I have since shot 12x2 arrows three or four times a week. But in addition to a 1/8 peep sight I need to start learning before I can improve more than 30cm spread at 20m.


----------



## rimugu (1 mo ago)




----------



## BTJunkie (Feb 18, 2020)

Keep at it and you'll be breaking nocks in short time. Welcome to AT.


----------



## Tim Roberts (Jul 13, 2002)

rimugu.


----------



## Glenwood (7 mo ago)

Welcome and good luck


----------



## slowen (Jun 27, 2006)

Welcome to AT… get busy !


----------



## Harley18RK (Aug 19, 2019)

Welcome Aboard


----------



## Flat-Broke (Mar 3, 2006)

Welcome to AT


----------



## MN1434 (1 mo ago)

welcome, that's a good start


----------



## rapids (Feb 28, 2003)

Welcome to AT from northern Illinois.


----------



## NCbowhunter85 (Sep 24, 2019)

Welcome to AT


----------



## buttercup (Mar 3, 2006)

Welcome buddy from Penn State


----------



## Jhalt (1 mo ago)

Welcome!
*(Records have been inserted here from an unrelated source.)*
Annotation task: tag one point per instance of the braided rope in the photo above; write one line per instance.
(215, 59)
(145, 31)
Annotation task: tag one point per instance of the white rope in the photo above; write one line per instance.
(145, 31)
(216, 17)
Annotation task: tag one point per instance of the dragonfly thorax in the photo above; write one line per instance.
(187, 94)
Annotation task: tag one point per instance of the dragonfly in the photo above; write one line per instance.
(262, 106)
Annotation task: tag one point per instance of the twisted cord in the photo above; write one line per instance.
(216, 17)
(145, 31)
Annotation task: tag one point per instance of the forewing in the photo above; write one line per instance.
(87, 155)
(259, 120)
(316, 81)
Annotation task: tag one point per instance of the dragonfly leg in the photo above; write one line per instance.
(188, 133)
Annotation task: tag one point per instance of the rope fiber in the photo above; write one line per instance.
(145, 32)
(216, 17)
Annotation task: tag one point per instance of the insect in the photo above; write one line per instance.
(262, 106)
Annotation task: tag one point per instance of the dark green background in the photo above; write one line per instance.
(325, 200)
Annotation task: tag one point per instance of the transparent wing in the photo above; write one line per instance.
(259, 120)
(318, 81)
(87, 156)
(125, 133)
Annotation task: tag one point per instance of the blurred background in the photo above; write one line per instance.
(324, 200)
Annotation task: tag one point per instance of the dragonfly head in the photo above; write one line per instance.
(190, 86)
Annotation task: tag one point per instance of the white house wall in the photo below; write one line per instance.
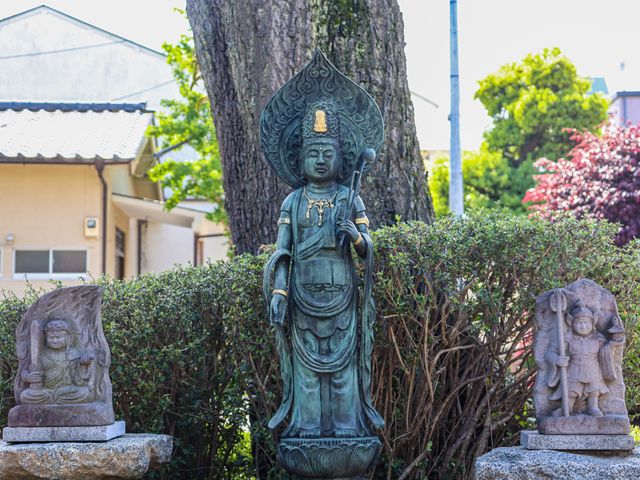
(111, 72)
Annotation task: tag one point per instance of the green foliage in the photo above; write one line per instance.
(193, 356)
(188, 120)
(531, 104)
(489, 182)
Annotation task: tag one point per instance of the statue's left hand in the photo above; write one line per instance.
(349, 228)
(278, 309)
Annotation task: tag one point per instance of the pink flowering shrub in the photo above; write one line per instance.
(599, 179)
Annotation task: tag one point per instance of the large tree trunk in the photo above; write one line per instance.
(248, 49)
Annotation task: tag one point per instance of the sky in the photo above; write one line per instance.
(598, 36)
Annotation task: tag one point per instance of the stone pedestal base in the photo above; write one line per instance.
(518, 463)
(67, 415)
(584, 425)
(328, 458)
(532, 440)
(130, 456)
(63, 434)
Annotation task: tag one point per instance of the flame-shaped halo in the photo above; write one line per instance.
(361, 124)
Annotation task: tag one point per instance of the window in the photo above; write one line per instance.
(50, 263)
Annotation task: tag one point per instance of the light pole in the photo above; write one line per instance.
(456, 204)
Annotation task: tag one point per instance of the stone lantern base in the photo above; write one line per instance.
(129, 456)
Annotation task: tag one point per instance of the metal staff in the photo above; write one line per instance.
(558, 304)
(35, 353)
(368, 155)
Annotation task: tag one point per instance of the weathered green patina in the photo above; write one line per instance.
(319, 133)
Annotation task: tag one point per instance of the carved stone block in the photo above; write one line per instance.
(578, 348)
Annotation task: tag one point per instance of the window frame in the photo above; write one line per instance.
(50, 275)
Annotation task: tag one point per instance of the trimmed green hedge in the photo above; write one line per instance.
(193, 355)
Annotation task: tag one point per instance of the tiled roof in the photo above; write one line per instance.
(76, 133)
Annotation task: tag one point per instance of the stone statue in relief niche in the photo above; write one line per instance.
(61, 373)
(578, 348)
(63, 362)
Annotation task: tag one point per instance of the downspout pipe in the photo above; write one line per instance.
(99, 164)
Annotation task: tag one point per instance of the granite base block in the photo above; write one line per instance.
(533, 440)
(129, 456)
(584, 425)
(518, 463)
(63, 434)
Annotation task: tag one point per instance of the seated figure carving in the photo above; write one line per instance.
(65, 371)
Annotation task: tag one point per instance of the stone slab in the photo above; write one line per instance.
(584, 425)
(63, 434)
(63, 415)
(129, 456)
(518, 463)
(533, 440)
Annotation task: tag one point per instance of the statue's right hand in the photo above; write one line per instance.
(278, 309)
(33, 377)
(562, 361)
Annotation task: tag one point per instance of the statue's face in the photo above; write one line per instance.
(57, 337)
(583, 325)
(321, 161)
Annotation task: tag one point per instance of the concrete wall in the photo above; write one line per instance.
(110, 70)
(32, 198)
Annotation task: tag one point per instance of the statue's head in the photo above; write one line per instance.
(583, 320)
(321, 151)
(58, 333)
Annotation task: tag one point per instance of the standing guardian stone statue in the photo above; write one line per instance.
(579, 389)
(320, 133)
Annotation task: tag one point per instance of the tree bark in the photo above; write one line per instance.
(248, 49)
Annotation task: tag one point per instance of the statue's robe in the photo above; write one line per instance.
(329, 375)
(63, 382)
(590, 363)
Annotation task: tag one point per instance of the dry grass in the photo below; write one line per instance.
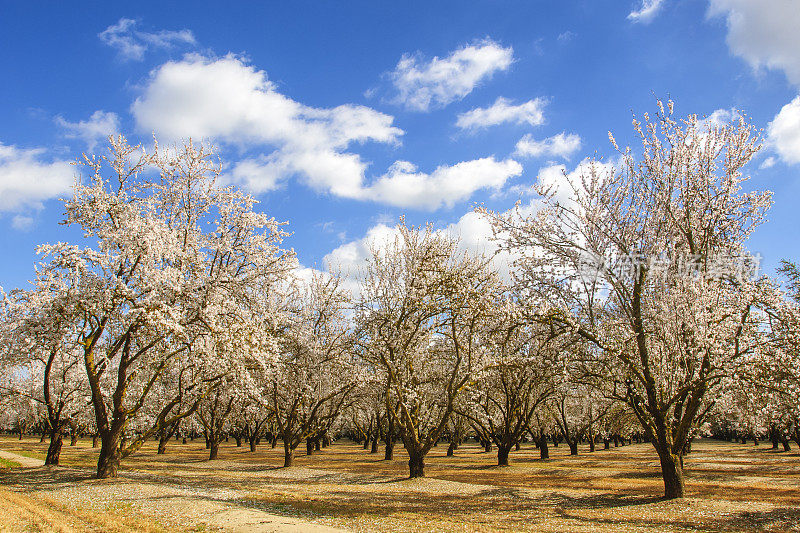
(731, 487)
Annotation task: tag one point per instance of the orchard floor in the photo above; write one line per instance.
(731, 487)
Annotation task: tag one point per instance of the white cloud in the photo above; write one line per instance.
(98, 127)
(646, 12)
(423, 85)
(405, 186)
(26, 181)
(21, 222)
(767, 163)
(765, 33)
(783, 133)
(229, 101)
(473, 230)
(560, 145)
(132, 43)
(530, 112)
(566, 36)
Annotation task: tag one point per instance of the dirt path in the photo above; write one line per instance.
(21, 459)
(39, 498)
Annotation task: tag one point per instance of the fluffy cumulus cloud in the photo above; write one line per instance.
(646, 12)
(405, 186)
(764, 33)
(96, 128)
(473, 230)
(422, 85)
(562, 145)
(783, 133)
(132, 43)
(503, 111)
(26, 180)
(229, 101)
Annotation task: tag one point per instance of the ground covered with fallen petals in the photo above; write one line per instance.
(731, 487)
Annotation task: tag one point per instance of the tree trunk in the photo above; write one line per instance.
(288, 455)
(388, 454)
(502, 455)
(672, 472)
(416, 465)
(110, 455)
(162, 443)
(54, 450)
(213, 446)
(573, 447)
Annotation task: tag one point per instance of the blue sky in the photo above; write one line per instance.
(342, 116)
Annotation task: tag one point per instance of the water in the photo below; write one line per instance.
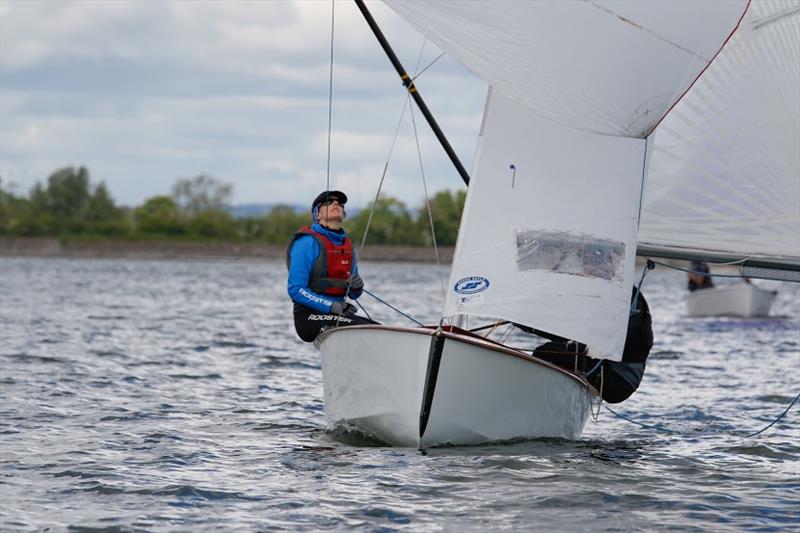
(167, 396)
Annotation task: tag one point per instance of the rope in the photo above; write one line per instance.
(427, 200)
(658, 428)
(330, 102)
(648, 267)
(698, 272)
(661, 428)
(427, 67)
(388, 159)
(596, 414)
(390, 306)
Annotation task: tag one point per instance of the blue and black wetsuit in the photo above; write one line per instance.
(309, 286)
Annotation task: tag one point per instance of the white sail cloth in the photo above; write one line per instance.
(551, 242)
(725, 172)
(611, 67)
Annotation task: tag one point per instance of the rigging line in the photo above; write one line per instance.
(648, 267)
(695, 271)
(427, 200)
(383, 177)
(406, 104)
(659, 428)
(390, 306)
(330, 102)
(426, 68)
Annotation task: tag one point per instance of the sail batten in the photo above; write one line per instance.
(725, 176)
(618, 70)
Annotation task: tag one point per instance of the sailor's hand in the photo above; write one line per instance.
(356, 283)
(343, 308)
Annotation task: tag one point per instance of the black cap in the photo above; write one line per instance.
(324, 196)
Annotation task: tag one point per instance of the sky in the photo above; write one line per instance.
(144, 93)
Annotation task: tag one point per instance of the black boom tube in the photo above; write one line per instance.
(413, 90)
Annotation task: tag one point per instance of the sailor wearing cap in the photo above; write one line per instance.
(323, 270)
Practice practice practice!!!!!


----------



## JustinAM (Aug 22, 2021)

Welcome to the sport! Excellent community here on AT.


----------



## HoMArcheryCenter (1 mo ago)

Welcome! You're at the right place for support and encouragement. Don't forget to post a pic of your first robin hood shot!


----------



## BrandonBailey0620 (12 mo ago)

Consistency is key, make sure you always pull back to the same place and “anchor” every time. It took me awhile to realize how crucial this was. Soon you’ll be slapping shafts!


----------



## Primeshooter67 (Mar 24, 2009)

Welcome, and don't give up! Your on the road to an addiction that will in the end cost you 1000s. But you will have a great time doing it!


----------



## Rade16 (3 mo ago)

rimugu said:


> I got a cheap compound bow, "tuned" it myself and am learning to shoot it.
> Its the first time I shoot an arrow and it has been fun. I have even seen some competitions in youtube.
> Probably should have joined first to learn and then get a bow and start shooting after, but its how it is.
> I have since shot 12x2 arrows three or four times a week. But in addition to a 1/8 peep sight I need to start learning before I can improve more than 30cm spread at 20m.
> Welcome to AT


----------



## Ricky.T (24 d ago)

rimugu said:


> I got a cheap compound bow, "tuned" it myself and am learning to shoot it.
> Its the first time I shoot an arrow and it has been fun. I have even seen some competitions in youtube.
> Probably should have joined first to learn and then get a bow and start shooting after, but its how it is.
> I have since shot 12x2 arrows three or four times a week. But in addition to a 1/8 peep sight I need to start learning before I can improve more than 30cm spread at 20m.


Welcome man!


----------



## Shaun_32 (Sep 19, 2020)

Welcome


----------